In thinking about small organizations (like Last Mile Health) that are in the trenches with remote communities that trust them, and large organizations such as Doctors Without Borders (MSF) that run multi-country efforts to treat Ebola patients, the vital and complementary role of each is evident. A community-based response in tandem with efforts of larger INGOs (and National Ministries) is necessary to achieve the scale, reach, and implementation of procedures required to halt the epidemic.
Second, I had not fully appreciated the existence of a domino effect of consequences in the wake of the epidemic. We have all likely heard about non-Ebola health centers shutting down and children dying from malaria, pneumonia or diarrhea and women dying in childbirth as a result. All profoundly tragic, but not surprising. But the ripple effect has unfortunately expanded beyond the health sector. I was unaware that in Sierra Leone for example, children have been out of school since last Spring and some will be missing an entire year of classes.Dr. Imran Mizra described how UNICEF has been remarkably creative, broadcasting school classes on the radio. Still, teachers have not been employed or paid, which is having a drastic impact on their household incomes and food security. Even if Ebola is under control enough so that schools can resume classes, vaccine campaigns have been halted, making schools vulnerable to measles outbreaks. Food security is another major issue—seeds have not arrived at their destinations, labor practices have been disrupted and many farmers have been unable to plant. Thus, a major food crisis could be on the horizon. To make matter worse, we have a population who has been emotionally traumatized, with many people losing multiple family members in a violent, sudden way where they cannot even say goodbye, hold or wash the body according to important cultural rituals. None of these issues can be resolved quickly. These countries will need support for many years to come both to get back on track and especially to avoid sliding back into a civil war.
So, as we read the daily updates and feel a huge sense of relief that the CDC projections for new cases have not materialized, we should also worry that the world will (want to) assume that Ebola is “over” and turn their attention to something else. The emergency response organizations will have to move on to the next emergency—and thank God they do what they do. But will there be enough support for the “Beyond Ebola” phase and sufficient investment in the organizations who are trying to rebuild health systems and address the myriad social and economic consequences that will need support over the long-term?
As Dr. Weintraub concluded, with the level of collegiality and humility seen on the panel we have every reason to believe that in partnership small and large organizations can continue to work together in harmony to strengthen health systems in Ebola-affected countries.

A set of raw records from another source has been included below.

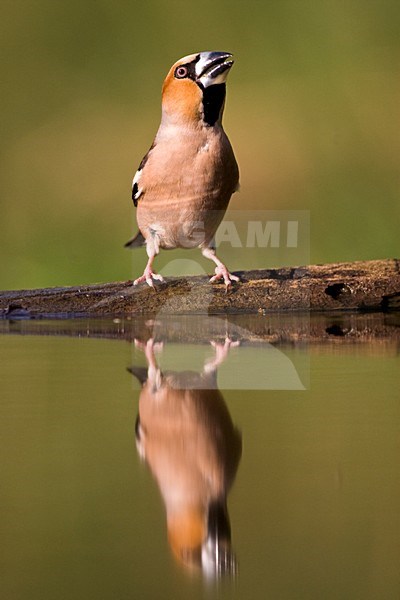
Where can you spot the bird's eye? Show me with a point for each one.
(181, 72)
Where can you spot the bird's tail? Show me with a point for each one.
(135, 242)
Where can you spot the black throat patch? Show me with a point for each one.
(213, 100)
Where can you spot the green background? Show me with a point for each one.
(312, 113)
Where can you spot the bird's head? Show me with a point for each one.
(194, 89)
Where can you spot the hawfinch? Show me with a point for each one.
(184, 183)
(185, 434)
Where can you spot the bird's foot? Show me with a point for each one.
(149, 277)
(221, 354)
(223, 273)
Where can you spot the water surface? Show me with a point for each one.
(310, 472)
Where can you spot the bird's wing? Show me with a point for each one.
(137, 190)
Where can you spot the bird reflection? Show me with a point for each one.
(186, 436)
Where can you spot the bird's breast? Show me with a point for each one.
(187, 182)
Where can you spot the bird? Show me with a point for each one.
(185, 181)
(185, 434)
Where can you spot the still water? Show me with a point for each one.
(168, 468)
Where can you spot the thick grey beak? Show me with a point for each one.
(213, 67)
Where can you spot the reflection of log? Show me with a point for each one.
(379, 331)
(370, 285)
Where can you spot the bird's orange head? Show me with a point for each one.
(194, 89)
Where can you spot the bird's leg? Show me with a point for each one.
(221, 272)
(148, 274)
(221, 354)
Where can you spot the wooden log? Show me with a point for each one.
(352, 286)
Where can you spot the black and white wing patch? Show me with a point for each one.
(137, 191)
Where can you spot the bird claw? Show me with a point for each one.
(223, 273)
(149, 277)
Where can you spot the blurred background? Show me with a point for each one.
(312, 112)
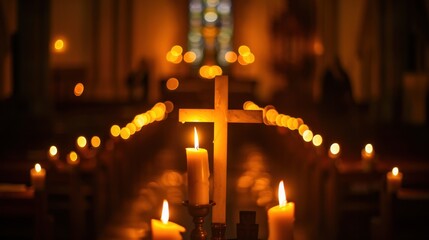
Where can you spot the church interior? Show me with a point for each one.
(99, 101)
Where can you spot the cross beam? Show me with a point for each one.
(220, 116)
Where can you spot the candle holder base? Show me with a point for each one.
(218, 231)
(198, 213)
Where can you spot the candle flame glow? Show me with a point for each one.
(196, 142)
(369, 148)
(395, 171)
(282, 195)
(81, 141)
(53, 150)
(165, 213)
(73, 156)
(335, 148)
(37, 167)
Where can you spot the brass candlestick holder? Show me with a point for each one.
(198, 213)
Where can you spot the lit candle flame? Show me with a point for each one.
(53, 150)
(335, 148)
(81, 141)
(37, 167)
(165, 213)
(369, 148)
(196, 142)
(395, 171)
(73, 156)
(282, 195)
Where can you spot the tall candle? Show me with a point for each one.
(198, 174)
(334, 151)
(165, 230)
(53, 153)
(281, 218)
(367, 152)
(38, 177)
(394, 180)
(73, 158)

With respect to keeping the attention of the world on both the current epidemic and its aftermath, organizations like NEID and other donors are working to keep Ebola in the public eye so that we won’t move on to the next issue while this one still urgently and unambiguously needs our attention.
S. Eliza Petrow is a member of New England International Donors (NEID) and she is also the Director of International Programs at the JC Flowers Foundation in New York, where she directs the foundation’s global health work, particularly in the area of community based malaria programs in sub-Saharan Africa.
This blog is reposted from the NEID website.